I have been exploring distributed revision control systems for almost a year now.
While I am impressed by the speed and features of git, I still prefer user-friendly interfaces such as the ones provided by darcs and bzr.
So I decide to compare the performance of git and bzr on a well-known example of a large source tree, the Linux kernel. I downloaded linux-2.6.0, and the latest version, linux-2.6.15.4.
These are the versions of git and bzr that I used:
$ git --version git version 0.99.9c $ bzr --version bzr (bazaar-ng) 0.7pre
First I did an init in the 2.6.0 directory:
$ time bzr init real 0m1.593s user 0m0.140s sys 0m0.047s $ time git-init-db real 0m0.161s user 0m0.000s sys 0m0.006s
Then I added all files:
$ time bzr add > /tmp/bzr-add real 0m31.870s user 0m31.072s sys 0m0.520s $ time git-add > /tmp/git-add real 0m42.121s user 0m32.428s sys 0m3.208s
To my surprise bzr was quite a bit faster than git here.
Then I did a cp -r ../linux-2.6.15.4/* . inside the linux-2.6.0 directory. Now, how about doing a diff?
$ time bzr diff > /tmp/bzr-diff real 1m13.869s user 0m26.168s sys 0m2.860s $ time git-diff > /tmp/git-diff real 2m26.982s user 1m48.952s sys 0m39.048s
Again, bzr is faster than git.
Let’s commit the initial revision:
$ time bzr commit -m "" > /tmp/bzr-commit real 2m4.757s user 1m16.578s sys 0m6.195s $ time git-commit -a -m "dummy." > /tmp/git-commit real 0m54.964s user 0m49.719s sys 0m3.297s
As you can see, committing a large tree is where git really shines.

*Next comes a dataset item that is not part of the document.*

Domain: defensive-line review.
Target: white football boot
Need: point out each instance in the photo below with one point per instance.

Next, I did a stupid test, I wanted a diff of all changes after the commit. Since I didn’t change anything, the diff would be empty:
$ time bzr diff > /tmp/bzr-diff-after-commit real 3m51.918s user 0m7.216s sys 0m1.970s $ time git-diff > /tmp/git-diff-after-commit real 0m0.057s user 0m0.009s sys 0m0.047s
Git knows there have been no changes, so it immediately returns. Bzr on the other hand searches the whole tree again to see if there are changes, which is of course very slow. Git is a clear winner here.
Let’s give bzr another chance, what about a status report? This is something developers do often, they want to know what files were modified, added, deleted, and so on.

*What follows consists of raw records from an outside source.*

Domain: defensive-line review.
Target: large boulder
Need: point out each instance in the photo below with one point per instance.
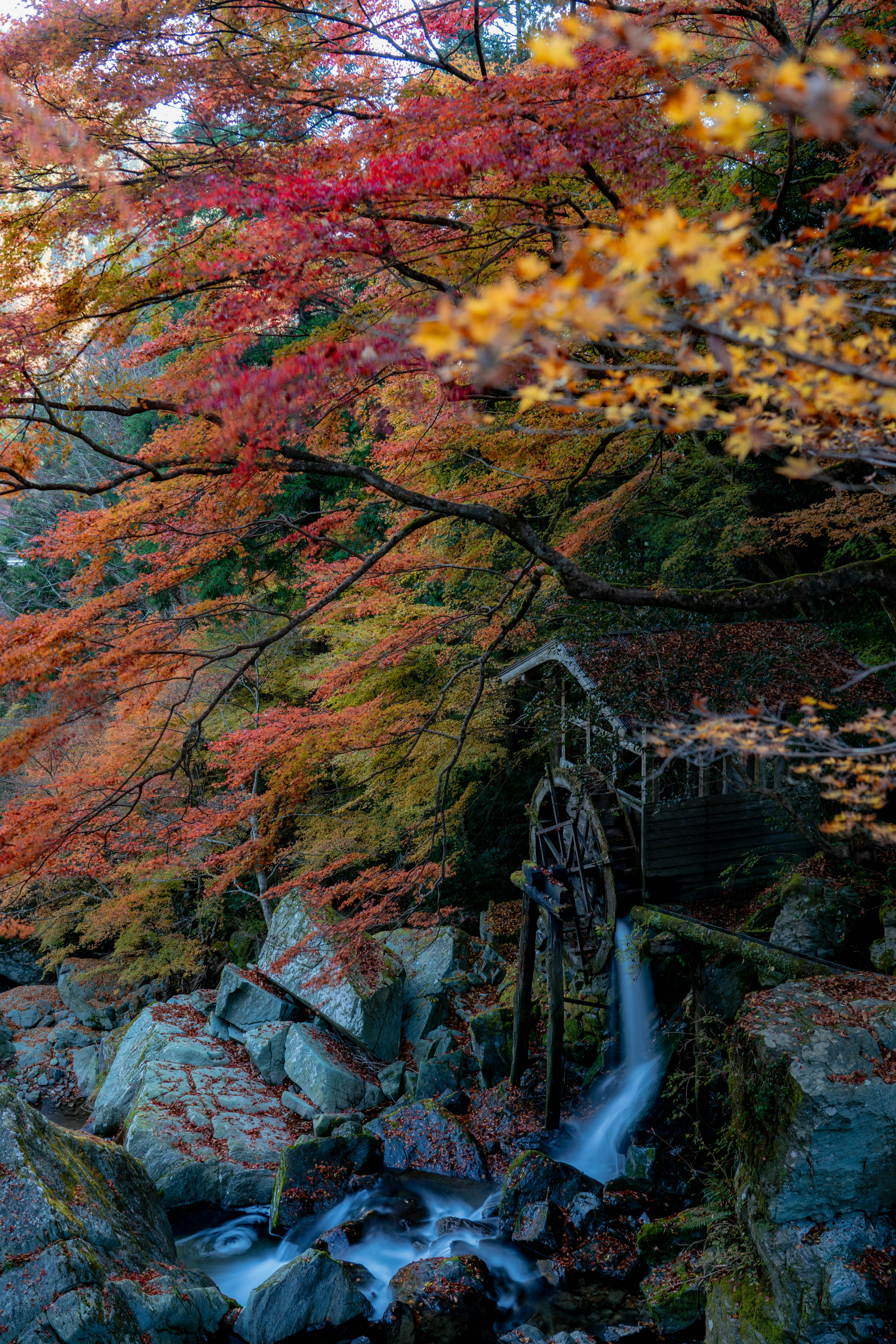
(815, 1112)
(448, 1299)
(206, 1127)
(245, 1001)
(158, 1033)
(534, 1178)
(300, 956)
(266, 1048)
(308, 1294)
(425, 1138)
(92, 992)
(88, 1252)
(314, 1174)
(19, 964)
(492, 1041)
(429, 957)
(815, 1099)
(816, 920)
(328, 1073)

$ time bzr status > /tmp/bzr-status-after-commit real 0m19.711s user 0m15.180s sys 0m1.178s $ time git-status > /tmp/git-status-after-commit real 0m0.442s user 0m0.256s sys 0m0.202s
It’s not as bad as the diff, but bzr is still way to slow here. Git, as expected, can easily check if there have been changes, so it immediately returns.

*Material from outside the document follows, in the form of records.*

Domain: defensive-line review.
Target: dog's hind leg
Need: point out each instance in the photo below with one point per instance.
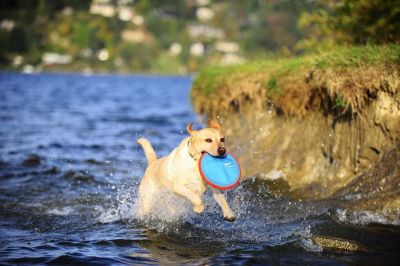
(198, 205)
(147, 192)
(226, 210)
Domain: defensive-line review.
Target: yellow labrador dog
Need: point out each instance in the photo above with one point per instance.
(178, 172)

Now, let’s actually do a change. I added my name to the MAINTAINERS file, and tried to commit it.
$ time bzr commit -m "bla" > /tmp/bzr-commit-after-change real 2m6.685s user 0m31.734s sys 0m3.458s $ time git-commit -a -m "bla" > /tmp/git-commit-after-change real 0m7.364s user 0m6.936s sys 0m0.430s
It takes git only 7 seconds to update its datastructure, in order to easily check if there has been a change at a later time. Bzr however seems to be traversing the whole tree again.
As a conclusion, we can say that until the initial commit, bzr is very fast (mostly even faster as git). However, after committing, git can easily check against the committed version, while it takes bzr very long to do that. Performing a diff, getting the status or committing again is very slow compared to git.
Without an intial commit, bzr diff is two times as fast as git-diff. Adding is also quite a bit faster.
Of course this was not a fair comparison, since the bzr developers have not been optimizing for speed at the moment. Speed improvements are planned for bzr 2.0. And I can’t blame them, wasn’t it Tony Hoare who stated: premature optimization is the root of all evil
?
I think bzr will certainly do for my projects, and can only get better in terms of performance. Its user experience is excellent as opposed to git’s. It also has good support for Windows, which is an important factor for general adoption in my opinion.